Freelance composer, researcher and consultant Te Ahukaramu Charles Royal worked at the University of Auckland as Professor of Indigenous Development and served as Director of Ngã Pae o te Mãramatanga, one of New Zealand’s eight centres of research excellence, from 2008 to 2014. He has an abiding interest in the creative potential of indigenous knowledges and has written and/or edited six books on aspects of traditional Mãori culture, tribal histories and traditions. Charles is the founder of the modern Whare Tapere, a cultural theatre and performing arts project based on his doctoral and master’s research and first achieved in 2010 within his tribal community in Aotearoa/New Zealand. While visiting the Indigeneity project in 2011, he gave research presentations in London and Paris, and subsequently contributed to discussions about the educational DVD arising from the project.

Ocean Ripeka Mercier (Ngãti Porou, PhD) lectures at the School of Mãori Studies, Victoria University of Wellington. Her research includes a project on filmmakers’ experiences in the New Zealand 48 Hour Film Competition, Kaupapa Mãori readings of film, audio commentary as text and methodology, and the impact of digital mapping and place-based pedagogy on (Mãori) student engagement. Ocean joined the Indigeneity project on her first sabbatical in 2012 to explore concepts for analysing her interviews with filmmakers and has published some of her findings in journal articles. She also edited a special issue of New Zealand Journal of Media Studies on Taika Waititi’s Boy, contributed to the end-of-project symposium on indigeneity, performance and globalization, and was a cultural advisor to the EcoCentrix exhibition.
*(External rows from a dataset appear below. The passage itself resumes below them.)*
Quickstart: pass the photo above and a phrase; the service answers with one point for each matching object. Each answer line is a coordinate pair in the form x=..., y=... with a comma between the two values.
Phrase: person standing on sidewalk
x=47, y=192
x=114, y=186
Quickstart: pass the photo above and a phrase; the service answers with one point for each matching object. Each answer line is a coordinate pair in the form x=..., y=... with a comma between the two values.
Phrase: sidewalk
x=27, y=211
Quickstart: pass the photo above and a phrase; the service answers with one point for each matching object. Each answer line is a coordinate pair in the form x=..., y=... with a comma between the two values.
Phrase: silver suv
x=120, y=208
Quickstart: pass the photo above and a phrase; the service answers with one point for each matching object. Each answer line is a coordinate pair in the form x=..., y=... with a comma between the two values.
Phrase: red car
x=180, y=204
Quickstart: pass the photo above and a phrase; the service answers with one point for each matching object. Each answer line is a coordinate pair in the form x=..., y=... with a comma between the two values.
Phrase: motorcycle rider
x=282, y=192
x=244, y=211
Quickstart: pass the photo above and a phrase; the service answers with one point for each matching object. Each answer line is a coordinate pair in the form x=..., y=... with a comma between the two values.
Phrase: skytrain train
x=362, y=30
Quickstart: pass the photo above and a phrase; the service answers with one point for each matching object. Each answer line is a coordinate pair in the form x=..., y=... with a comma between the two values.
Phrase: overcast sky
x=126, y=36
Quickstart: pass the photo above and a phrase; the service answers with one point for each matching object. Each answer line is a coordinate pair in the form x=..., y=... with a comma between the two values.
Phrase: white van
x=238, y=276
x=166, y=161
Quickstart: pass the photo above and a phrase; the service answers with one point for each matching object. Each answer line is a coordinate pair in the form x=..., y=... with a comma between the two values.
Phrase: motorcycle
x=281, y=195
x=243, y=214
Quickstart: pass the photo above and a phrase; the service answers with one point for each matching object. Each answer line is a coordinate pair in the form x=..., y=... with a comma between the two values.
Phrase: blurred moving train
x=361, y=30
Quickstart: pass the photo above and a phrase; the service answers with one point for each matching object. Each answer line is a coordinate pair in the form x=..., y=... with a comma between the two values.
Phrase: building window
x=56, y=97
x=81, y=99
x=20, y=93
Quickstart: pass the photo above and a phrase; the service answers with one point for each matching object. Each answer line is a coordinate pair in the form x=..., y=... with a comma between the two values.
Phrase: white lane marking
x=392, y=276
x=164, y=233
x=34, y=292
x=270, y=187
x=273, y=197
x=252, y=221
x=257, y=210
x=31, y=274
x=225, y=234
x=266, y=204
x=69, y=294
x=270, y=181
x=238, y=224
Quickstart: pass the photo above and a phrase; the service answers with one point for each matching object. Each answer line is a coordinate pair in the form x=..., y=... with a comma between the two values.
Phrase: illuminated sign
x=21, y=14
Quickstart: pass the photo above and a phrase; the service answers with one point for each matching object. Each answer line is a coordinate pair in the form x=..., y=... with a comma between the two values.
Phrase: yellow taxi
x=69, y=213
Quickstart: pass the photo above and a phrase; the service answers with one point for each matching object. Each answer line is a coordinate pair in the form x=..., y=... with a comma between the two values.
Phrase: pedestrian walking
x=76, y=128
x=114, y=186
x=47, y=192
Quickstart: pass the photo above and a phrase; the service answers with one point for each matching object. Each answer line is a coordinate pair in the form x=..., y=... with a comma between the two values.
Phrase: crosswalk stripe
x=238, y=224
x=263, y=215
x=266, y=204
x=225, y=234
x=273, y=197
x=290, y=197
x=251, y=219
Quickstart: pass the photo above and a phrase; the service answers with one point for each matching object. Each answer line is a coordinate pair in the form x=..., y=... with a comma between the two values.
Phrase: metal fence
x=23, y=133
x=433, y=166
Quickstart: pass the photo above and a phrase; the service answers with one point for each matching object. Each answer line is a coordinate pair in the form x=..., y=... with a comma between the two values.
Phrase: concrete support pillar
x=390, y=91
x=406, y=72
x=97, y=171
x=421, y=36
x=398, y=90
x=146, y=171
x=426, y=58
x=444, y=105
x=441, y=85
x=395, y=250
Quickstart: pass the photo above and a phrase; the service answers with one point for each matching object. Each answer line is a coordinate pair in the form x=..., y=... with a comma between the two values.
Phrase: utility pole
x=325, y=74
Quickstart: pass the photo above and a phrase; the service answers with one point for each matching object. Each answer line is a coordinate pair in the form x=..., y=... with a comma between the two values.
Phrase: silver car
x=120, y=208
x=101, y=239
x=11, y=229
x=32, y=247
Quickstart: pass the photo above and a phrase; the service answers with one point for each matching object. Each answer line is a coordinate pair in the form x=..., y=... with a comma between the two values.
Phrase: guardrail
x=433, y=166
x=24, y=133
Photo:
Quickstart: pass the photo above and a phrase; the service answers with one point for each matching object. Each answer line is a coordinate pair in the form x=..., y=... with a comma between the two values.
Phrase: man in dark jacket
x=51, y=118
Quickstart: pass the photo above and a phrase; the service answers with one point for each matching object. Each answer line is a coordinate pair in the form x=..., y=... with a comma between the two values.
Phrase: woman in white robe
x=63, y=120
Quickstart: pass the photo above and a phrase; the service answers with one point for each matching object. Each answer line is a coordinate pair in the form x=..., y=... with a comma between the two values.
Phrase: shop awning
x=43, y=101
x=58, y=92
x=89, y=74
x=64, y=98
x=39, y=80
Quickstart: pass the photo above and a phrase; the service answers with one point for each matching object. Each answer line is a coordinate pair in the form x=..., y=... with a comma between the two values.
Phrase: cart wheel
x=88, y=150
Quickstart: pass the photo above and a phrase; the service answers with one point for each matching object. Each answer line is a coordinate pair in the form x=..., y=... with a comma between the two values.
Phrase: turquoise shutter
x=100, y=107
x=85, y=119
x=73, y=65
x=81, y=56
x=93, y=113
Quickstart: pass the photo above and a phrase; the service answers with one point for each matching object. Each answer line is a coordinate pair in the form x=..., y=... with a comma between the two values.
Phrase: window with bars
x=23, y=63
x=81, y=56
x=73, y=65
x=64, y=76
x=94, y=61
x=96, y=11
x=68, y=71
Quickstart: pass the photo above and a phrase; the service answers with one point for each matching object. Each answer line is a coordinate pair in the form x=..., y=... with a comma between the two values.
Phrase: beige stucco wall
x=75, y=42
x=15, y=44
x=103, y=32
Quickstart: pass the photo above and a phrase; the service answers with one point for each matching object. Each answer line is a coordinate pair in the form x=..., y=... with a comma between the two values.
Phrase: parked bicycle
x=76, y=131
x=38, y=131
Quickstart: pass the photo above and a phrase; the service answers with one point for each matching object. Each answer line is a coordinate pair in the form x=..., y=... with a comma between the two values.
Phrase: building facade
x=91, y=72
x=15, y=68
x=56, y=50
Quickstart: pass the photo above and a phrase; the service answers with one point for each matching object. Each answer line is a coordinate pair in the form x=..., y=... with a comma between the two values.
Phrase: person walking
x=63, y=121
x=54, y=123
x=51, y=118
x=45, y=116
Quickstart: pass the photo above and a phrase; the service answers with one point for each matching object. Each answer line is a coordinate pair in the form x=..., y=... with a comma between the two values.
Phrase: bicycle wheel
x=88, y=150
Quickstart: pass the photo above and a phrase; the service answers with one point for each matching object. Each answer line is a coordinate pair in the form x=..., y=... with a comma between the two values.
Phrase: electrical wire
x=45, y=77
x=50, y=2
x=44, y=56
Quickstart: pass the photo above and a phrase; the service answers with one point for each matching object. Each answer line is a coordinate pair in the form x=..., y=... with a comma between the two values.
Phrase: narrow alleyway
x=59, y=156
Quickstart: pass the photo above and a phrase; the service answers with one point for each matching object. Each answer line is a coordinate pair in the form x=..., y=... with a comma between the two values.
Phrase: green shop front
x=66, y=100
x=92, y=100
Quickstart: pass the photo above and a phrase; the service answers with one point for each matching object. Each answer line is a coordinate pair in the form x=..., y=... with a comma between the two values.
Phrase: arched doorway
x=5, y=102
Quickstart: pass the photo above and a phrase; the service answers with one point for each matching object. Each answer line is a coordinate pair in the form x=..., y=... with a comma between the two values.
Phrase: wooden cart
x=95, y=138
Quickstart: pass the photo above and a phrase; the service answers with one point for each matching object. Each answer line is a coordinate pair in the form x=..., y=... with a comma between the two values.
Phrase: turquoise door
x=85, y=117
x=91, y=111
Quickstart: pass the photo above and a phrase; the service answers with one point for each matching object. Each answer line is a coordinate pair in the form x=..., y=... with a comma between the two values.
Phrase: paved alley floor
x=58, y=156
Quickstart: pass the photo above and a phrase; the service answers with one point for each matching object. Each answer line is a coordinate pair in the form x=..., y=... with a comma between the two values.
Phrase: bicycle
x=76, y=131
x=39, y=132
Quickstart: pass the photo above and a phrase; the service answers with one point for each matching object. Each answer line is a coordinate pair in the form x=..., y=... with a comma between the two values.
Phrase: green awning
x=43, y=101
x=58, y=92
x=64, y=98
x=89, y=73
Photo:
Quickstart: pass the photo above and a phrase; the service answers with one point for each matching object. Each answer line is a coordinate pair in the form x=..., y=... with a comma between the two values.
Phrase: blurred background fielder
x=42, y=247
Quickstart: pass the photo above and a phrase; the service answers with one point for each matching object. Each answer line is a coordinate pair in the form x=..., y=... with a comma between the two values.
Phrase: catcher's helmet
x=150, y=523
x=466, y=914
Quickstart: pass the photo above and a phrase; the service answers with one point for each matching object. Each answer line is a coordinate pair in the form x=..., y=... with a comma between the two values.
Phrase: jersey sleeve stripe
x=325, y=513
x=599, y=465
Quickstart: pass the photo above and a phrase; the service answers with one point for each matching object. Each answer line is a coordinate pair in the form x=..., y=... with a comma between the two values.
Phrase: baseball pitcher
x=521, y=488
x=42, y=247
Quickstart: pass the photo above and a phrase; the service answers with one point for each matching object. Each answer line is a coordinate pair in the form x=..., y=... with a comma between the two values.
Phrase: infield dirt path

Peter Morin is a Tahltan Nation artist, curator and writer from British Columbia. His practiced-based research, defined by Tahltan epistemological production, investigates encounters between indigenous culturally-based practices and western settler colonialism, often taking on the form of performance interventions. Peter has participated in numerous exhibitions and performance events including World’s Large Bannock Attempt (2005), 12 Making Objects A.K.A First Nations DADA (2009) and This is What Happens When you Perform the Memory of the Land (2013). He has also curated exhibitions in Western Canada, including Carrying on Irregardless: Humour in Contemporary Native Art for the Bill Reid Gallery in Vancouver. As a visiting fellow on the Indigeneity project in 2013, Peter developed a series of ‘cultural graffiti’ performance interventions that were documented for exhibition at EcoCentrix. He joined the Visual Arts Faculty at Brandon University in 2014 and has contributed to an article in Unesco e-journal on his London work, in dialogue with Helen Gilbert and Dani Phillipson.